The Labour Ministry has directed retirement fund body EPFO and health insurance provider ESIC to exempt startups from inspection and filing returns for 3 years.

In line with Prime Minister Narendra Modi’s vision to nurture startups, the ministry said in a set of directions last week that the new age ventures should be allowed to self-certify their compliance with 9 labour laws.

Labour Secretary Shankar Aggarwal in a letter said startups should not be inspected or asked to file returns for 3 years under 9 laws including Employees’ Provident Fund and Miscellaneous Provisions Act and the Employees State Insurance Act.

“Promoting startups would need special hand holding and nurturing.

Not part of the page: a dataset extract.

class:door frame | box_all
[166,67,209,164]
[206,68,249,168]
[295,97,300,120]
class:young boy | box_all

Thus, such ventures may be allowed to self-certify compliance with the Labour Laws,” he added.

They will be exempted from inspection under the Building and other Construction Workers (Regulation of Employment and Conditions of Service) Act, Inter-State Migrant Workmen (Regulation of Employment and Conditions of Service) Act, Payment of Gratuity Act and Contract Labour Act.

Startups will also be exempted from filing returns under the Industrial Disputes Act, Building and other Construction Workers Act, Inter-State Migrant Workmen Act, Contract Labour Act, EPF Act and ESI Act.

There will be a blanket exemption from inspection and filing returns for the first year and would be asked to file an online self declaration form.

They will also not be asked to file return or inspected for the next two years, but will be inspected in case a “very credible and verifiable” complaint of violation is filed in writing and the approval has been obtained from the Central Analysis and Intelligence Unit (CAIU), Aggarwal said.

Except the EPF and Miscellaneous Provisions Act and the ESI Act, the implementation of other seven laws lies in both central and state government’s sphere.

Labour Ministry had directed its officials as well as the EPFO and ESIC to regulate inspection of startups, under laws which lie in the centre’s sphere.

Ease of doing business
Government will set up the Central Registration Centre (CRC) to speed up services for incorporation of companies as part of larger efforts to further improve ease of doing business in the country.

Apart from providing timely approvals, CRC will help ensure uniformity in application of rules and do away with discretion.

CRC, being established by the Corporate Affairs Ministry under the initiative of Government Process Re-engineering (GPR), will be formally operational from January 27.

It’s being launched with the specific objective of providing speedy incorporation-related services within stipulated timeframes which are in line with international best practices, an official release said on Monday.

GPR involves a three-pronged approach of further automating some of the approval processes.

This will be done by utilising advanced software tools and engines, rationalising and modifying some of the rules and engaging professionals to expedite the process of manual scrutiny.

“In the first phase, CRC will process applications for name availability (INC-1 e-forms) submitted online across the country and endeavour to process these by the end of next working day,” the release said.

More services will be rolled out progressively.

According to the release, the GPR exercise is in pursuance of the ministry’s objective of providing greater ‘ease of doing business’ to corporates.

“It is expected to result in speedier processing of incorporation-related applications, uniformity in application of rules and eradicating discretion. It will also be supplemented by intensive monitoring aimed at providing timely approvals,” the release added.